Self-Managed Cloudera SDX: Reference Architecture

This document describes the self-managed configuration of Cloudera Shared Data Experience (Cloudera SDX) on AWS in CDH 5.13. Self-managed Cloudera SDX can be used for CDH clusters launched with Cloudera Manager or Cloudera Director where you want to configure shared data for supported CDH services.

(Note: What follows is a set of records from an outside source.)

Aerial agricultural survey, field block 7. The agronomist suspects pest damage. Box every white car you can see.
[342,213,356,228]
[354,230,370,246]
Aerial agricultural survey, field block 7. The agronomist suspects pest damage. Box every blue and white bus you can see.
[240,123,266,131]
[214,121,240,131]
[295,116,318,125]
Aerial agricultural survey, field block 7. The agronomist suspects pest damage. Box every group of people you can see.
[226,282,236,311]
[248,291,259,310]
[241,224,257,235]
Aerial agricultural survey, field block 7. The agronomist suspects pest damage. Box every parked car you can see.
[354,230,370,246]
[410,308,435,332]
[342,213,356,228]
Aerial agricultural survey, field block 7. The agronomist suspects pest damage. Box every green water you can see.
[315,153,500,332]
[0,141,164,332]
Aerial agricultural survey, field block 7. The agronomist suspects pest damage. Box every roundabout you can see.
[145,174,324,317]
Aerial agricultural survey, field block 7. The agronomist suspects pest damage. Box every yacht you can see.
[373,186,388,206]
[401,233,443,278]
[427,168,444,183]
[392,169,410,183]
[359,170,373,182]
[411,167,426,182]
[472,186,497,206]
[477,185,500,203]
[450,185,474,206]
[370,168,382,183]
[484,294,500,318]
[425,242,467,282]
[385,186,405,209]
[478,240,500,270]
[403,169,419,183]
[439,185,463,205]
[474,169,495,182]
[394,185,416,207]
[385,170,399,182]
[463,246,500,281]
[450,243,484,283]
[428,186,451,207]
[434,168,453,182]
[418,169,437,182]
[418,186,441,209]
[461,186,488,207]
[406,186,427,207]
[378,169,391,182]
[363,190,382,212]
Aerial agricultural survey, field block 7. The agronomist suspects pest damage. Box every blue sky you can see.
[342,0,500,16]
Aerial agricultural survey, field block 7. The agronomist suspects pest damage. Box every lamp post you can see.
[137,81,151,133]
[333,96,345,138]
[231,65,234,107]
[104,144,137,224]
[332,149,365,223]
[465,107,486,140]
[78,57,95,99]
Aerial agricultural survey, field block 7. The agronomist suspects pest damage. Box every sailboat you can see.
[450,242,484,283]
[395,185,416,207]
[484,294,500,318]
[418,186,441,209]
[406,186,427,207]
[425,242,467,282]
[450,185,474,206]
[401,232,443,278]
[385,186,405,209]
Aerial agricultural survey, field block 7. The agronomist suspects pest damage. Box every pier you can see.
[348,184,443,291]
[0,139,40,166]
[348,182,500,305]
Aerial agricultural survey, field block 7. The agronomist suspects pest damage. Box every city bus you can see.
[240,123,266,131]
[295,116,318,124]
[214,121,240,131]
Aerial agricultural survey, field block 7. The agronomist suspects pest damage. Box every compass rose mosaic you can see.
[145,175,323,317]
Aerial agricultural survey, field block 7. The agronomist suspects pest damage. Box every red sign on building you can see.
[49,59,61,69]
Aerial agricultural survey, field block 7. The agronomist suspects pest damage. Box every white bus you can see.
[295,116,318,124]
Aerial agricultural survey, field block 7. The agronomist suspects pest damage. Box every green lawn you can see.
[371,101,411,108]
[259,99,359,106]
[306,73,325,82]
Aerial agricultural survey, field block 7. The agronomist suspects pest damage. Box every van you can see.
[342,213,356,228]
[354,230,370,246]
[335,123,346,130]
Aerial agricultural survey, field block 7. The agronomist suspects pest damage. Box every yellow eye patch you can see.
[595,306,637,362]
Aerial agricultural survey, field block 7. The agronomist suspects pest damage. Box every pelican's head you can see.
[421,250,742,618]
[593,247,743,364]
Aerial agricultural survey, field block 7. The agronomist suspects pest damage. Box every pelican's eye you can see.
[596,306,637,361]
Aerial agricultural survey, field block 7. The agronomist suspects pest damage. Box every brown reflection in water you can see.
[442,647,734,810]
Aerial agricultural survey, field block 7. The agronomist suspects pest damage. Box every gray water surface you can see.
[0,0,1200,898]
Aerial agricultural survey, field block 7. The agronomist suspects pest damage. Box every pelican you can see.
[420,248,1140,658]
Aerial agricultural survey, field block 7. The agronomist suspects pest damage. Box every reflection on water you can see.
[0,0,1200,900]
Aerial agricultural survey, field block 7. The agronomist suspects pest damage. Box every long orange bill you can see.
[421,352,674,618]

Steps Required to Use Self-Managed Cloudera SDX

  1. Create an Amazon Relational Database Service (RDS) instance, using MySQL as the database type, and set up your Hive metastore (HMS) and Sentry databases there. Make note of the host, port, user, password, and database name for each. All of the cluster creation activities described below should occur in the same Amazon Virtual Private Cloud (VPC) as the RDS. At RDS creation time, be sure to scale up your RDS configuration parameters, such as the maximum number of connections, according to the number of clusters that will share the RDS.
  2. When using Cloudera Manager to create a cluster, enable Kerberos. Once the cluster is created, configure Hive with the Hive Metastore Database Password, Hive Metastore Database Name, Hive Metastore Database User, Hive Metastore Database Port, and Hive Metastore Database Host. Then restart the Hive service. Do the same for Sentry. (Using SDX Sentry requires using SDX HMS.) Multiple clusters may be managed by a single Cloudera Manager instance; this is a supported SDX configuration.
  3. When using Cloudera Director to create a cluster, follow the SDX Director template. This template has a number of REPLACE-ME values. You will need to provide values for those according to your particular setup.
  4. Enable access to S3 for the hosts in your cluster in one of the following two ways:
    • For best security, configure all hosts with IAM role-based authentication that allows access to S3 so you do not use S3Guard and do not need to add the S3 connector service.
    • For clusters that do not use IAM role-based authentication, configure the Amazon S3 connector in your cluster. For your Credentials Protection Policy, choose Less Secure.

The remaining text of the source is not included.